NubeIO / driver-bacnet

0 stars 2 forks source link

No response from target device when device is accessible #121

Closed RaiBnod closed 2 weeks ago

RaiBnod commented 3 weeks ago

Version of driver-bacnet: v1.0.0-rc.5

1. See the MQTT request/response with errors

https://github.com/NubeIO/driver-bacnet/assets/6800775/187e41a2-fcd1-44b4-adf7-46fb4db9d07d

2. Mosquitto restart didn't help

https://github.com/NubeIO/driver-bacnet/assets/6800775/62ed8858-31d6-4b18-9fb8-c68e18e08163

3. driver-bacnet restart did the trick

https://github.com/NubeIO/driver-bacnet/assets/6800775/5fadef92-6467-4eb9-b01e-de84d0146a83

shomaglasang commented 3 weeks ago

Thanks @RaiBnod can you try read any object /properties from the target device or from other device as well if you get the same "no response" errror? And last one, how long did you encounter the "no response" error after restart driver-bacnet?

RaiBnod commented 3 weeks ago

As it was the client device, I can't hit commands.

Shiny380 commented 3 weeks ago

@RaiBnod do you have some ideas on how to replicate this? like disconnecting the slave device several times or for some period of time? or any indication that the slave device is very intermittent with it's connection?

NubeDev commented 3 weeks ago

@shomaglasang

Do you have an auto reconnect loop if you lose connection to the broker?

For example the broker is disable for 5 min and then restarted, do you have logic to handle this

RaiBnod commented 3 weeks ago

@RaiBnod do you have some ideas on how to replicate this? like disconnecting the slave device several times or for some period of time? or any indication that the slave device is very intermittent with it's connection?

If the slave device experiences intermittent connection issues, it fails to work after restarting driver-bacnet. However, it starts working immediately after the driver-bacnet restart. This suggests that something is causing the connections to be held up when we communicate with the slave device. For instance, if we are creating new connections each time and the number of connections grows too large, this issue might occur.

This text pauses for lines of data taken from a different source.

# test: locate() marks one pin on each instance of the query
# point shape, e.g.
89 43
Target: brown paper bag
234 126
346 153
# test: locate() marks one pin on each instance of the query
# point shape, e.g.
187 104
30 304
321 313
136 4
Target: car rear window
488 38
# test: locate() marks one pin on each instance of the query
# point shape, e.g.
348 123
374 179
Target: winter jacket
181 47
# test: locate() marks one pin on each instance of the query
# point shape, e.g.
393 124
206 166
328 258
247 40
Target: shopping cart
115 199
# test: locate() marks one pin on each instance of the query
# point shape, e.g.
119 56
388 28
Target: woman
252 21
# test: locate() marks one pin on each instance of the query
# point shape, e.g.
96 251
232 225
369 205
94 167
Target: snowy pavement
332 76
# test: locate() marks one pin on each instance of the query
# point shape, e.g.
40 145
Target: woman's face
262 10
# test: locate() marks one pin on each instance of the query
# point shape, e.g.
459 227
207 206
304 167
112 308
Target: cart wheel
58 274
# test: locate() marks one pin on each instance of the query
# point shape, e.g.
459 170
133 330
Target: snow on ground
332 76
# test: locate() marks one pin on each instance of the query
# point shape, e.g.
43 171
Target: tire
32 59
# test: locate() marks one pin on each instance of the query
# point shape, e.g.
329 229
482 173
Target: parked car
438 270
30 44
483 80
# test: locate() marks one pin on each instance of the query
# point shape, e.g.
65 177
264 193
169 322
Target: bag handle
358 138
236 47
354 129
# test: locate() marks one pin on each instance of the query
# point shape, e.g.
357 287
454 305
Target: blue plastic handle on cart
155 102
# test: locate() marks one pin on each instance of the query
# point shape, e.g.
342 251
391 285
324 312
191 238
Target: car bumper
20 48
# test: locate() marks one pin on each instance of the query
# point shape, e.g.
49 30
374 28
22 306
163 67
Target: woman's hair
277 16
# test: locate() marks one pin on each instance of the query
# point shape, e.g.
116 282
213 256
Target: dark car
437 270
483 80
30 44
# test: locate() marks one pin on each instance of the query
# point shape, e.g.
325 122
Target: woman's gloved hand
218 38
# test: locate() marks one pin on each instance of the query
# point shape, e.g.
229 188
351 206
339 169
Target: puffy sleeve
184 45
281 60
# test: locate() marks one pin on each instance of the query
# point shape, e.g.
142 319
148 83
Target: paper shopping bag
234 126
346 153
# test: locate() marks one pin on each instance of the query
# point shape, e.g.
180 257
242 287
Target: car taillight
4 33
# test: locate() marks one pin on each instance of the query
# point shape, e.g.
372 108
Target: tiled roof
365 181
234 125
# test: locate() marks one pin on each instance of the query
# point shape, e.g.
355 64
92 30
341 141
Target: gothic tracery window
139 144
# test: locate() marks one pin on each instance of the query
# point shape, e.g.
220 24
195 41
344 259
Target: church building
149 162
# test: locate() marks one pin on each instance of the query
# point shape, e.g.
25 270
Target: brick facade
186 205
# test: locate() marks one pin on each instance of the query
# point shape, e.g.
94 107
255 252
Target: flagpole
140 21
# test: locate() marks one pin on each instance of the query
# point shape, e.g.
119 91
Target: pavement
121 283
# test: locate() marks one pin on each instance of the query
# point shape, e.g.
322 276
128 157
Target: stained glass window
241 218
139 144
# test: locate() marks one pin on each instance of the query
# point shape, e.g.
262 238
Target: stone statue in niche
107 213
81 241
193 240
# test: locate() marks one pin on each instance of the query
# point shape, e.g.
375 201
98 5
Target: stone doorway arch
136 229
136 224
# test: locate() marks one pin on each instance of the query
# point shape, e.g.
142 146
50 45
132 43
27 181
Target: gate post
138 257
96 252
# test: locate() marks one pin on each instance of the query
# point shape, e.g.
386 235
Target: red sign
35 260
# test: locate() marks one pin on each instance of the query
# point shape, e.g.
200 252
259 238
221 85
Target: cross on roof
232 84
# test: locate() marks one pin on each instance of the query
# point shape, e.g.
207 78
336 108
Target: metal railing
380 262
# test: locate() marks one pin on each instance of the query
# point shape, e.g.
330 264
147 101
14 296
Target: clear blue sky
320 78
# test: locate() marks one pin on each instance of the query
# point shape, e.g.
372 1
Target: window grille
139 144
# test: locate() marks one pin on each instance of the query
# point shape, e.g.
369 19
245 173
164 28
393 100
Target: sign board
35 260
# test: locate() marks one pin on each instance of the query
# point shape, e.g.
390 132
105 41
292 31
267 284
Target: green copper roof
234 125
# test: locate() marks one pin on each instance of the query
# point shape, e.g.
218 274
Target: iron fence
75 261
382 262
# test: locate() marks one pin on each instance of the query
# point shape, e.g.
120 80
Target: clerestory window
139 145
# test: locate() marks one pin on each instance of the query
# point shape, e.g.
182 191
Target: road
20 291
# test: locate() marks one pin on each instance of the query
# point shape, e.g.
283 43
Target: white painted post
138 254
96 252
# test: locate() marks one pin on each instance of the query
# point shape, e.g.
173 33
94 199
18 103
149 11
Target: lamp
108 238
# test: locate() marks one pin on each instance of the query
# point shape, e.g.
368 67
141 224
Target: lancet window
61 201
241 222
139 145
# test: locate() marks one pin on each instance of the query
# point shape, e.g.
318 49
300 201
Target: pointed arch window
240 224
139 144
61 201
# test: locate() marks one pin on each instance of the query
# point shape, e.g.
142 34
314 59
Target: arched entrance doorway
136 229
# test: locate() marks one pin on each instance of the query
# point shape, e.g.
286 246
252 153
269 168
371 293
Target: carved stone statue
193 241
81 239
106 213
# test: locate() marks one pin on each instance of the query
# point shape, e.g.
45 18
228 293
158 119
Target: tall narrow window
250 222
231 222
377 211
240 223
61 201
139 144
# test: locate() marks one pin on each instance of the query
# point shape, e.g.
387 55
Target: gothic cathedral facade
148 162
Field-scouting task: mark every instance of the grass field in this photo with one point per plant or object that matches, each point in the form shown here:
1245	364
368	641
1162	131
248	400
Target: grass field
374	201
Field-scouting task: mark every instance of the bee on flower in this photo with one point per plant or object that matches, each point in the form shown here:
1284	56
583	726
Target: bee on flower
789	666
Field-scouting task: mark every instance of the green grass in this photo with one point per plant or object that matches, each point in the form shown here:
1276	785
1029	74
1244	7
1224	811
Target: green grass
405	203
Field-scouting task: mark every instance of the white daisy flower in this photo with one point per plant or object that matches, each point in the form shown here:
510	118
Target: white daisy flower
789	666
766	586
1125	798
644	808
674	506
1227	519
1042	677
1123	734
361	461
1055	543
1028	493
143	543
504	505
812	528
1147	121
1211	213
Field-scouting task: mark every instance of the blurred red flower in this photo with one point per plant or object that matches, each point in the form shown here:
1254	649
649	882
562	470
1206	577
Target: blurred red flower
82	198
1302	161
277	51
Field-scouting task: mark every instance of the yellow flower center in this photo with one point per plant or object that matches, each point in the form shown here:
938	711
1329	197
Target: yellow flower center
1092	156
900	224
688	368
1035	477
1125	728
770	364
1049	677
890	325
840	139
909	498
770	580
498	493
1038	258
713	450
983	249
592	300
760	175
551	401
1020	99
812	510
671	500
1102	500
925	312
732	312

As for replicating the issue, I’ve been trying to reproduce it with our office device but haven’t been successful so far. However, Michael suggested that it might occur when he frequently switches between discovering points.

@shomaglasang

Do you have an auto reconnect loop if you lose connection to the broker?

For example the broker is disable for 5 min and then restarted, do you have logic to handle this`

It's responding No target response from target device in MQTT (also who API responding values), which highly suggests that it's not an issue with MQTT, though confirm it from your side @shomaglasang.

shomaglasang commented 3 weeks ago

@NubeDev @RaiBnod yeah it reconnects when the MQTT connection goes down. But this one, the MQTT connection is good because it is able to read messages over MQTT and respond back with "no response" error. The problem looks like in the bacnet protocol. It didn't receive any reply from the specific MAC. Looks like it's internal routing engine is messed up. I'm checking this on 192.168.15.17 and my devel env but I need to replicate this first.

RaiBnod commented 3 weeks ago

@Ronnel I’ve been able to replicate it in our office device (192.168.15.17, sent video in slack):

So, after waiting for it for a while like 1 hour, it starts responding No response from target device.

Impression: When we request values from offline devices constantly, after a certain period it shows those issues.

shomaglasang commented 3 weeks ago

@NubeDev @RaiBnod This fix is included in v1.0.1. The bug was caused by un-freed transactions. The driver-bacnet supports up to 255 transactions pool. When a bacnet message is sent out (e.g. read or write request) to a device, one transaction is used from the pool and returned back (freed) when there is reply from the device. The problem is when there is no reply. This causes the transaction to be used up indefinitely until the pool is depleted. Once depleted no more messages can be sent unless the driver-bacnet is restarted. I fixed this by freeing the transaction when the request times out.

shomaglasang commented 3 weeks ago

WIll keep this open for a few days after running v1.0.1 on a couple of devices in production.

shomaglasang commented 2 weeks ago

Closing this now after a few days of testing the fix in production devices.